While big data has proven beneficial to brick and mortar stores, it is especially well suited for e-commerce. Unlike the offline world, change is effected more rapidly online in response to information input. For example, the prices of e-commerce products and the types of products displayed, can be instantly adjusted according to the specifics of each visitor viewing the page.
Here are four ways that online retailers can benefit from big data:
Social media is an enormous pool of unstructured data on consumer preferences, opinions, and sentiment. Meaningful use of social media on a large scale is a big data problem. Back in 2010, HP Labs successfully predicted movie box-office revenue by analyzing the tweet patterns of Twitter. An e-commerce store with such a capability can build up inventory on box office hit products such as toys, well before the competition. Fashion trends have also been predicted from social data. This has an obvious application to e-commerce stores that sell apparel.
Because of big data, each customer’s online retail experience can be tailored according to his or her past purchasing patterns. For example, a person’s pattern of purchasing is very revealing of their life style and life stage. Product offers and deals can reflect this to increase the conversion rates of visitors. Repeat customers can be rewarded for their loyalty while new visitors incentivized to make their first purchase.
Online consumers do a lot of comparison shopping.

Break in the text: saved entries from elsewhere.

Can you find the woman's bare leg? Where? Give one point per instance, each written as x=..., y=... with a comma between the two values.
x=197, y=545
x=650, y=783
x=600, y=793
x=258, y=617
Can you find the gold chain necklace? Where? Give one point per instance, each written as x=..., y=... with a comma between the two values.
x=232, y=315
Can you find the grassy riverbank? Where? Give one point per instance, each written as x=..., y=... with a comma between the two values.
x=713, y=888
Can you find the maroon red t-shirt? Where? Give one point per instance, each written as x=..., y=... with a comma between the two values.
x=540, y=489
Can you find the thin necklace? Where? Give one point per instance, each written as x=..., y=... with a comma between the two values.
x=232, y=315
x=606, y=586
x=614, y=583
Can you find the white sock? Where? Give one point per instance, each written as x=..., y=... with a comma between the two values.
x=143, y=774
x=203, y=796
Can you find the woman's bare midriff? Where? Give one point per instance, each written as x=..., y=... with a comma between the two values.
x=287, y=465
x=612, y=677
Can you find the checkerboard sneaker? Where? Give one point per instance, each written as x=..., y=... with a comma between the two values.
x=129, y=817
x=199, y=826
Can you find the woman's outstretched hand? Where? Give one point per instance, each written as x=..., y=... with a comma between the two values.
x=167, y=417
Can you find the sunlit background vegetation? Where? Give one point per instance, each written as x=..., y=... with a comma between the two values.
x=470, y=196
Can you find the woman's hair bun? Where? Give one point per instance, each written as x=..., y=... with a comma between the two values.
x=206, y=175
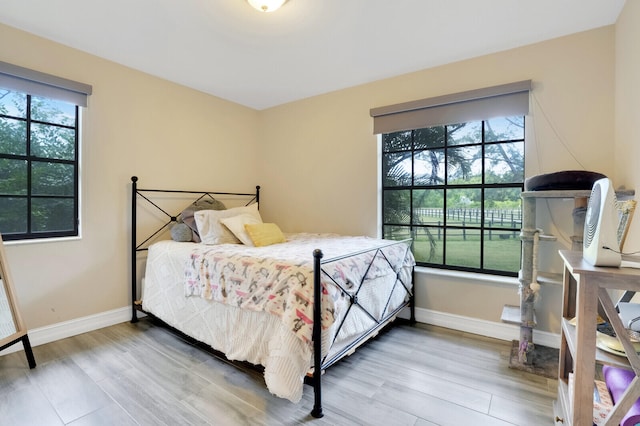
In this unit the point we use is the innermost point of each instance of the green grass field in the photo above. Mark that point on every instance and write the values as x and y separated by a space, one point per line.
502 254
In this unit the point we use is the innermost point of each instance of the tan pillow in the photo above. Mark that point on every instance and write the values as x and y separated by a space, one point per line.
264 234
236 226
212 231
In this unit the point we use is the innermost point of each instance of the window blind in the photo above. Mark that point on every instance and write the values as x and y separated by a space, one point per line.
480 104
38 83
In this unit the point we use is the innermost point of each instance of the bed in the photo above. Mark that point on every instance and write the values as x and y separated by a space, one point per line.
295 306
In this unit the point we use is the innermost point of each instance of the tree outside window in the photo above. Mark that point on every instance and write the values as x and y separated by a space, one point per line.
455 189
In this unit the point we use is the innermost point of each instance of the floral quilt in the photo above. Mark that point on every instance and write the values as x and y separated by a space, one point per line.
278 279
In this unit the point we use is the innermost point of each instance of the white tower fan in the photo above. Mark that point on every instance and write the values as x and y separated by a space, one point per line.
600 245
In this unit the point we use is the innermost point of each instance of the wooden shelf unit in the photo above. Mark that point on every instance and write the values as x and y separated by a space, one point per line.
584 286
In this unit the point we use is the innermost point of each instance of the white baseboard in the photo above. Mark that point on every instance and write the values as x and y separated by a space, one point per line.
497 330
62 330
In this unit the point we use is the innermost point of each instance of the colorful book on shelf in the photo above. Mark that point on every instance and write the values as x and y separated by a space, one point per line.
618 380
602 401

Online stores should dynamically adjust their pricing by using data from competing stores. In addition, each customer has “their price” which persuades them to purchase a product. This is useful when suggesting an additional related product at the checkout page. The customer is more likely to acquiesce to the suggestion if the “price is right.”
Better Inventory Management
Too much inventory means lost money in clearance sales. Too little means lost sales and lost customers who go elsewhere for their purchases when popular items are out of stock. Getting your inventory levels just right depends on how well you can anticipate demand. This ties into the demand prediction capability of big data discussed previously.
The other side to inventory is effectively managing your suppliers and monitoring the supply chains beyond them to anticipate possible disruptions. Supply chains are affected by the internal problems of each business as well as external factors such as natural disasters and weather events. Big data techniques allow you to look further up increasingly complicated supply chains.